Return the minimum number of operations required to make the sum of values in nums1 equal to the sum of values in nums2. Return -1​​​​​ if it is not possible to make the sum of the two arrays equal.

Example 1:
Input: nums1 = [1,2,3,4,5,6], nums2 = [1,1,2,2,2,2]
Output: 3
Explanation: You can make the sums of nums1 and nums2 equal with 3 operations. All indices are 0-indexed.
- Change nums2[0] to 6. nums1 = [1,2,3,4,5,6], nums2 = [6,1,2,2,2,2].
- Change nums1[5] to 1. nums1 = [1,2,3,4,5,1], nums2 = [6,1,2,2,2,2].
- Change nums1[2] to 2. nums1 = [1,2,2,4,5,1], nums2 = [6,1,2,2,2,2].

Example 2:
Input: nums1 = [1,1,1,1,1,1,1], nums2 = [6]
Output: -1
Explanation: There is no way to decrease the sum of nums1 or to increase the sum of nums2 to make them equal.
Example 3:
Input: nums1 = [6,6], nums2 = [1]

Output: 3
Explanation: You can make the sums of nums1 and nums2 equal with 3 operations. All indices are 0-indexed. 
- Change nums1[0] to 2. nums1 = [2,6], nums2 = [1].
- Change nums1[1] to 2. nums1 = [2,2], nums2 = [1].
- Change nums2[0] to 4. nums1 = [2,2], nums2 = [4].

Solution: (Greedy)

1.In order to make the two sum's equal, we need either to increase to 6 the numbers in the smaller sum array or decrease to 1 the numbers in the bigger sum array

2. Since we want to complete the task with minimum operations, it is optimal to choose the greater between the increase and decrease.
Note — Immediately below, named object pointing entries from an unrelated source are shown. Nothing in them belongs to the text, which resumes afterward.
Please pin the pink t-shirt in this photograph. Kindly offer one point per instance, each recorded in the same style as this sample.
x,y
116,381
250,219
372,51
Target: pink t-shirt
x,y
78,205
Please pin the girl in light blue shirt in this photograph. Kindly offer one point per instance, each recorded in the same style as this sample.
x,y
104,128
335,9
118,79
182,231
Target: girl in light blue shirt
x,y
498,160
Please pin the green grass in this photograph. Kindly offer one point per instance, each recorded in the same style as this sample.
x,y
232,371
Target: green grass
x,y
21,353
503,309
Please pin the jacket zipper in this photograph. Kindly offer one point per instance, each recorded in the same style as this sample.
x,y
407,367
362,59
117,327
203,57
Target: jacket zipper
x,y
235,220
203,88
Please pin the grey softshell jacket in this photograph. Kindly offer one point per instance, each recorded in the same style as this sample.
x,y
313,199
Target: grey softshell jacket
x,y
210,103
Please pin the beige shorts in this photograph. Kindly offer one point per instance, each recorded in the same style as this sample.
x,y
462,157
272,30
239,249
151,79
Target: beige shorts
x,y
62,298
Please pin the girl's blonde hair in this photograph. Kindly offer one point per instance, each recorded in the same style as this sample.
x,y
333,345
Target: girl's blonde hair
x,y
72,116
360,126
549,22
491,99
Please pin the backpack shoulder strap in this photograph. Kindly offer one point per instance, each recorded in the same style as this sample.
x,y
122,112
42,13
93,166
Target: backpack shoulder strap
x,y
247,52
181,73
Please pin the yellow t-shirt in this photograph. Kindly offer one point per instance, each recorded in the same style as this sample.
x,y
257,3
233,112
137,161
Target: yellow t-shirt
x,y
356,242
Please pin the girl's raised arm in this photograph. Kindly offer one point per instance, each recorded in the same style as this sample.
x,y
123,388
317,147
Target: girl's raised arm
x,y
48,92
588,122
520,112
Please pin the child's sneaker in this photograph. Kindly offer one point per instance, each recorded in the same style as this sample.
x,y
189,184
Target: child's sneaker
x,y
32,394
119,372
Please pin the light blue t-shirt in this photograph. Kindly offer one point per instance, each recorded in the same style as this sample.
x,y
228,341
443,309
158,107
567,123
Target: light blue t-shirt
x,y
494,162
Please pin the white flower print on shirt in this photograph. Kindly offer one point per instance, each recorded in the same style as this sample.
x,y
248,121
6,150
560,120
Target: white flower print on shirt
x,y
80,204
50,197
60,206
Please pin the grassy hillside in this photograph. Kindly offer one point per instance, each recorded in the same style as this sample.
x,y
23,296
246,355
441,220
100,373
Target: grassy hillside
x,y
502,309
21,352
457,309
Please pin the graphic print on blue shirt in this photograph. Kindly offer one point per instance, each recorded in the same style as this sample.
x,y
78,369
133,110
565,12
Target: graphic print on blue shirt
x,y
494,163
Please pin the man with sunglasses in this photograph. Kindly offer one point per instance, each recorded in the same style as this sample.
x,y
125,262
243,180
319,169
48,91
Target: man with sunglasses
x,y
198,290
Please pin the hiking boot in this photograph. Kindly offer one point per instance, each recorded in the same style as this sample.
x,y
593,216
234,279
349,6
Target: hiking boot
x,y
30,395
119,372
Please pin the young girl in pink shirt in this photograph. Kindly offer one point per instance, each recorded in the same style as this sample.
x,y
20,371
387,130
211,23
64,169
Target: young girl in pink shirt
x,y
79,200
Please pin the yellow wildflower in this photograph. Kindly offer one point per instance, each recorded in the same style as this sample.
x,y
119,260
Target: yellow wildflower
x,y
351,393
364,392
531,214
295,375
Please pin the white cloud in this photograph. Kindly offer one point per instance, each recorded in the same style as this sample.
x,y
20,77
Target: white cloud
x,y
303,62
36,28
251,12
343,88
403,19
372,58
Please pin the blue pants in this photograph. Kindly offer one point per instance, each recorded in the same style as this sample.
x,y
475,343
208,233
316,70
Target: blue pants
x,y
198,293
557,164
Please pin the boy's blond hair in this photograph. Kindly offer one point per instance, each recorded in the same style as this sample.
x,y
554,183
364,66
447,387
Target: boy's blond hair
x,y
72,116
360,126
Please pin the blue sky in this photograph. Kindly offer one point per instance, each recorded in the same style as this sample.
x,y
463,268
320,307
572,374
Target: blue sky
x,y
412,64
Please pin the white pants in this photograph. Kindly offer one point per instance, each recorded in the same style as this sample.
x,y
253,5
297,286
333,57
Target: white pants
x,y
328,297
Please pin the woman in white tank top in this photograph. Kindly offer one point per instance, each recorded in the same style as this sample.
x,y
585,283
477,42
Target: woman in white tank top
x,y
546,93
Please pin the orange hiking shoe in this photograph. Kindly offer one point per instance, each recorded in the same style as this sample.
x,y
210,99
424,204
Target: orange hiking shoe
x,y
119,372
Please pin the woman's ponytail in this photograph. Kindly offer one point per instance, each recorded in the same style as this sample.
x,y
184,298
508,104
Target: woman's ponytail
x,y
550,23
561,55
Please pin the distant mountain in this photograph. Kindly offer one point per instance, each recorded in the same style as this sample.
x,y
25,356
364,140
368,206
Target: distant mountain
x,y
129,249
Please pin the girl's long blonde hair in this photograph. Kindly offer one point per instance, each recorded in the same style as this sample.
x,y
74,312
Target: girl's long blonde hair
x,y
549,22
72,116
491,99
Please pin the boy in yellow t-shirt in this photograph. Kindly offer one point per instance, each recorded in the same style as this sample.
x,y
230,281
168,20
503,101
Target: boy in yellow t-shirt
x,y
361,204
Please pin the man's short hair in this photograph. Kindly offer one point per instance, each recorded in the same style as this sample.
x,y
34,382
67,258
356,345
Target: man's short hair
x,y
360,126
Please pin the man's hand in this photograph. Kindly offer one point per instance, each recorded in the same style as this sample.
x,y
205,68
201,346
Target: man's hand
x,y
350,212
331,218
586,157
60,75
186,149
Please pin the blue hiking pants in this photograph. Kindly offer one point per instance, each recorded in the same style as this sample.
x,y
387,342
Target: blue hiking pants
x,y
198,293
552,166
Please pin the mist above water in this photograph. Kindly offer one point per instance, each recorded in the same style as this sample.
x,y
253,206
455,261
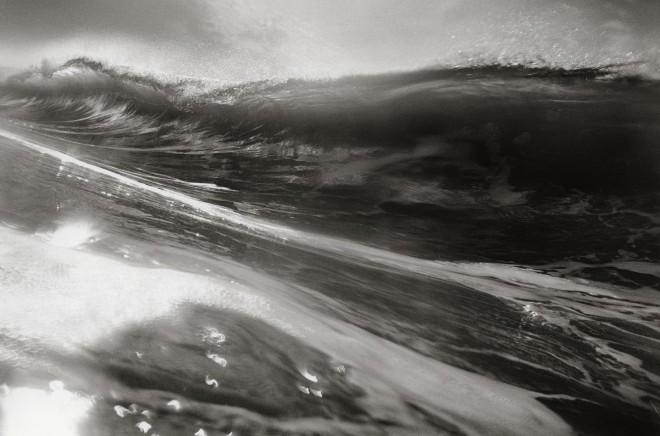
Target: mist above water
x,y
257,39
Hence this is a greedy algorithm.

Note: If all numbers in an array increasing to 6 still ends up with a sum less than the sum of the other array with all numbers decreasing to 1's, then it is impossible to make their sums equal.

class Solution
{
public:
    int minOperations(vector<int> &nums1, vector<int> &nums2)
    {

        sort(nums1.begin(), nums1.end(), greater<int>());
        sort(nums2.begin(), nums2.end());

        int s1 = 0, s2 = 0;
        for (int i = 0; i < nums1.size(); i++)
        {
            s1 += nums1[i];
        }

        for (int i = 0; i < nums2.size(); i++)
        {
            s2 += nums2[i];
        }

        if (s2 > s1)
        {
            return minOperations(nums2, nums1);
        }

        if (nums1.size() > 6 * nums2.size())
        {
            return -1;
        }

        int i = 0;
        int j = 0;
        int ops = 0;

        while (s1 > s2)
        {

            if (i < nums1.size() && j < nums2.size())
            {
                int d1 = nums1[i] - 1;
                int d2 = 6 - nums2[j];

                if (d1 > d2)
                {
                    s1 = s1 - d1;
                    i++;
                }
                else
                {
                    s2 = s2 + d2;
                    j++;
                }

                ops++;
            }
            else
            {
                break;
            }
        }

        while (s1 > s2)
        {
            if (i < nums1.size())
            {
                s1 = s1 - (nums1[i] - 1);
                i++;
                ops++;
            }
        }

        while (s1 > s2)
        {
            if (j < nums2.size())
            {
                s2 = s2 + (6 - nums2[j]);
                j++;
                ops++;
            }
        }
        return ops;
    }
};

Time Complexity: O max(n + m)